May 25, 2008

Movie Sunday - Raiders of the Lost Ark

For this week's Movie Sunday, the choice of movie is a no-brainer: Raiders of the Lost Ark. With the fourth movie being released Thursday (today as I write this) and Milady loving all the "Indy" movies - we've even bought the tickets last weekend - I don't have to use too many neurons to decide which movie to highlight.

(Update: Milady and I caught the movie yesterday (Saturday) afternoon. We were a little surprised at the small crowd; for Ironman you couldn't get tickets for days and days. Yesterday, the theater was less than half full. Still, we both enjoyed the movie. I'd give it 3.5 of 5 stars.)

I first caught this movie as a double feature with Jaws at the Heights Theater, which I'm happy to say is still open. That was the first time I saw both movies for the first time, actually. Talk about a bargain. ;)

BTW, Archaeology magazine has an article on the Legend of the Crystal Skulls in the current issue. As a sidebar article, there's some information about the South American idol that Indiana Jones takes in the first video clip below:

In the opening scenes of Raiders of the Lost Ark (1981), Indiana Jones is hot on the trail of an extremely valuable golden idol created by an unidentified ancient South American culture. The goddess's image, which Jones deftly snatches from an altar (setting off a series of booby traps that culminate with an enormous boulder nearly crushing our hero), is of a woman in the act of giving birth. The golden figure was modeled on a purportedly Aztec greenstone carving called Tlazolteotl, considered to be a masterpiece by the Dumbarton Oaks Museum in Washington, D.C.

In my research into the object's acquisition history, I discovered that a Chinese dealer in Paris sold the figure in 1883 to a famous French mineralogist, Augustin Damour. His friend, Eugene Boban, advised Damour on the purchase. In examining the artifact's iconography, I found that the birthing position is unknown in documented pre-Columbian artifacts or depictions in codices. I have also used scanning electron microscopy to analyze the manufacture of the idol and have found there is ample evidence of the use of modern rotary cutting tools on the object's surface. In my opinion, the Tlazolteotl idol, like the crystal skulls, is a nineteenth-century fake.

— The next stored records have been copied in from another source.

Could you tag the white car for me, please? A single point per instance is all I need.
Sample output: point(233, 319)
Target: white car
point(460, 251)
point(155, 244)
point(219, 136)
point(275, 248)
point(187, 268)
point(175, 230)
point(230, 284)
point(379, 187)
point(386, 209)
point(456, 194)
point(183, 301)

Indiana: The Ark of the Covenant, the chest that the Hebrews used to carry around the Ten Commandments.
Major Eaton: What, you mean THE Ten Commandments?
Indiana: Yes, the actual Ten Commandments, the original stone tablets that Moses brought down from Mt. Horeb and smashed, if you believe in that sort of thing...
[the officers stare at him blankly]
Indiana: Didn't any of you guys ever go to Sunday school?



Marion: You're not the man I knew ten years ago.
Indiana: It's not the years, honey, it's the mileage.

2 comments:

Ronin said...

hey, we watched the latest indiana jones movie yesterday and i must say, of all the comeback movies of late, this was at least good.

worst of all had to be rambo 4.

JDsg said...

As I just wrote in my update, we also enjoyed this movie as well. To be honest, I've never really seen any of the Rambo movies; just a little bit from the first one when it was on TV once.